CHRISTMAS is over. The blossom is coming out here and there on the orange trees still heavy with fruit, the violets and primroses are thick, there are wild flowers everywhere, and at night the nightingales are singing loud. Mrs. Greenside has been gone three weeks, and we have seen and heard nothing of Mr. Josephs and his daughters. Now the Vincents talk of going. Mr. Vincent is tired of Zahra, he has heard of an old friend at Gibraltar, and wants to go there for a bit before returning to England. With the Vincents, of course, Ralph would go and then, with the exception of Mr. and Mrs. Walters, we should be the only English people left in the hotel.

            Mr. and Mrs. Walters are nice young people, and have been married two years. He is an American, and paints pictures, but not very successfully as yet; he tells us quite frankly that he lives on his wife’s relations.

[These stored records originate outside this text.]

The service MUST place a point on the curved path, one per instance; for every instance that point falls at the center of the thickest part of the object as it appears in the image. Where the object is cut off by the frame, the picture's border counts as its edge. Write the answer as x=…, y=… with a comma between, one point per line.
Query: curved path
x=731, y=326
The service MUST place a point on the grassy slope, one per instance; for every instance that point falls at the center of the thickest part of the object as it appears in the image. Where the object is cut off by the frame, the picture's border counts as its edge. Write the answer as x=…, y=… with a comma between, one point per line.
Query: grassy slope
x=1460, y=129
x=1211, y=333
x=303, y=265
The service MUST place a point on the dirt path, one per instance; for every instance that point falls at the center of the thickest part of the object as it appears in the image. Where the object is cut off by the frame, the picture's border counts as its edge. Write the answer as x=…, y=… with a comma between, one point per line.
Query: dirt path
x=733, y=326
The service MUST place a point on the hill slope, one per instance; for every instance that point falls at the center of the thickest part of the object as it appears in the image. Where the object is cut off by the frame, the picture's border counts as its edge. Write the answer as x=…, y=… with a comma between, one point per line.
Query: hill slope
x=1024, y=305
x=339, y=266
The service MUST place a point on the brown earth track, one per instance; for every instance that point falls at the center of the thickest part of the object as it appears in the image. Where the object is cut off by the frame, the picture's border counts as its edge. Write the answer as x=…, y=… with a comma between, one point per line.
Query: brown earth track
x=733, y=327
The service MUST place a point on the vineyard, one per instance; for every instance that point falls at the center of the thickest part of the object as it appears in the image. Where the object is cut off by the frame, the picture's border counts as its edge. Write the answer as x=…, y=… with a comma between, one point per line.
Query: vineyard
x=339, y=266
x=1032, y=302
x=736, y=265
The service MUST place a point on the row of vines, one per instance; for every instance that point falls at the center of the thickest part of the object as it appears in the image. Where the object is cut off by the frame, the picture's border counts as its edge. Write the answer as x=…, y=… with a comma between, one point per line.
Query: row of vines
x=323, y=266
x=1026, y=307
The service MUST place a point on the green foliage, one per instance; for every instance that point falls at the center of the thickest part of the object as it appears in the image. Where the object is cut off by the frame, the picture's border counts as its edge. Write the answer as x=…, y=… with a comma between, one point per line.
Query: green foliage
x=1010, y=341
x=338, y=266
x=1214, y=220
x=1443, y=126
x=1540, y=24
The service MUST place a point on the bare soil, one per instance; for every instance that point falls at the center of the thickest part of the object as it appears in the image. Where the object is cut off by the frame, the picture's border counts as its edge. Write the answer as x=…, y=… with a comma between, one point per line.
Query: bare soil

She is English, devoted to her husband, and all the time he is working sits by his side, stitching at delicate muslin garments for the little child they have left at home. The quietness at Zahra seems to astonish them.

            ‘ How you have all lived here on a piano at a café, and a noisy omnibus in the street, with no other excitement, all the winter, I can’t understand,’ says he.

            ‘ The climate is lovely, and the place is very picturesque,’ I answer. ‘ You ought to be content, with so much material ready to hand.’

            ‘ The professional side of me is exceedingly well satisfied,’ he answers, ‘ but the other side hankers after a little more dissipation. Now, if the gitanas were more plentiful—’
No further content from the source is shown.